Dosierung: 1 mg/kg Körpergewicht, einmal wöchentlich als intravenöse Infusion über 4 Stunden
Gegenanzeigen: Überempfindlichkeit gegen den Wirkstoff oder einen der sonstigen Bestandteile.
Nebenwirkungen: Infusionsreaktionen, die durch ein wiederkehrendes Beschwerdemuster während der Galsulfase-Infusion gekennzeichnet sind, wurden bei 30 (56%) der 54 mit Naglazyme® behandelten Patienten quer durch alle klinischen Studien beobachtet. Weitere unerwünschte Wirkungen: sehr häufig: Ohrenschmerzen, Dyspnoe, Bauchschmerzen, Schmerzen; häufig: Pharyngitis, Gastroenteritis, Areflexie, Konjunktivitis, Hornhauttrübung, Hypertonie, Apnoe, verstopfte Nase, Nabelhernie, Gesichtsödem, Schmerzen in der Brust, Rigor, Unwohlsein.
Wechselwirkungen: Wechselwirkungsstudien wurden nicht durchgeführt.
Warnhinweise und Vorsichtsmaßnahmen: Bei der Behandlung von Patienten mit Atemwegsproblemen muss mit Vorsicht vorgegangen werden.
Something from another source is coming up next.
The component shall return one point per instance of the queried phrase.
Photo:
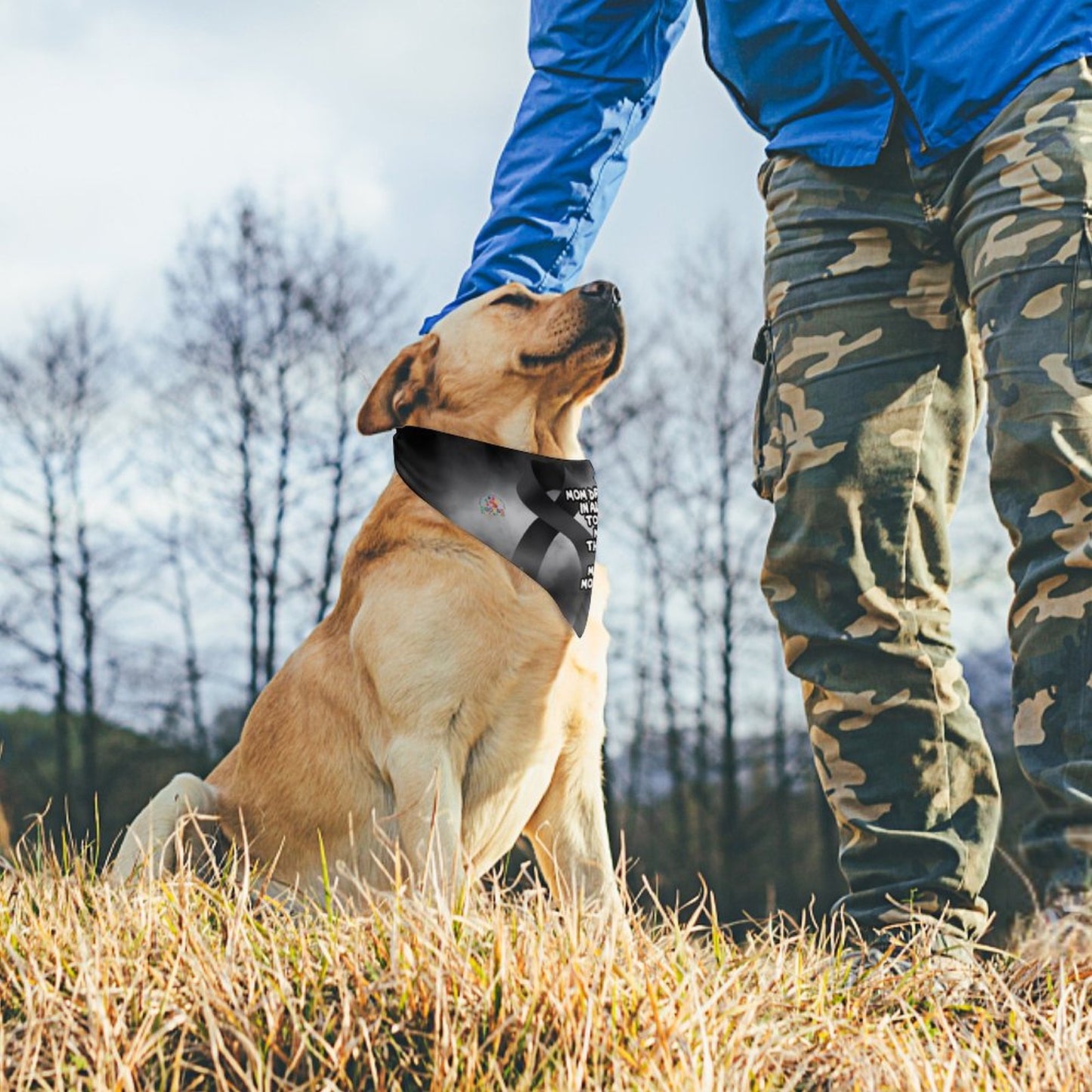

Bei Patienten mit akuten fieberhaften Infekten oder Atemwegserkrankungen sollten die Galsulfase-Infusionen verschoben werden. Die Sicherheit und Wirksamkeit von Galsulfase bei Kindern unter 5 Jahren und bei Patienten über 65 Jahren sind nicht belegt. Da kaum Erfahrungen zur Wiederaufnahme der Behandlung nach längerer Unterbrechung vorliegen, ist hier aufgrund des theoretisch erhöhten Risikos für eine Überempfindlichkeitsreaktion Vorsicht geboten. 30 bis 60 Minuten vor Infusionsbeginn können die Patienten prämediziert werden (Antihistaminika mit oder ohne Antipyretika), um unerwünschte Reaktionen zu minimieren. Wie bei jedem intravenös angewendeten Proteinpräparat sind schwere Überempfindlichkeitsreaktionen vom Allergietyp möglich.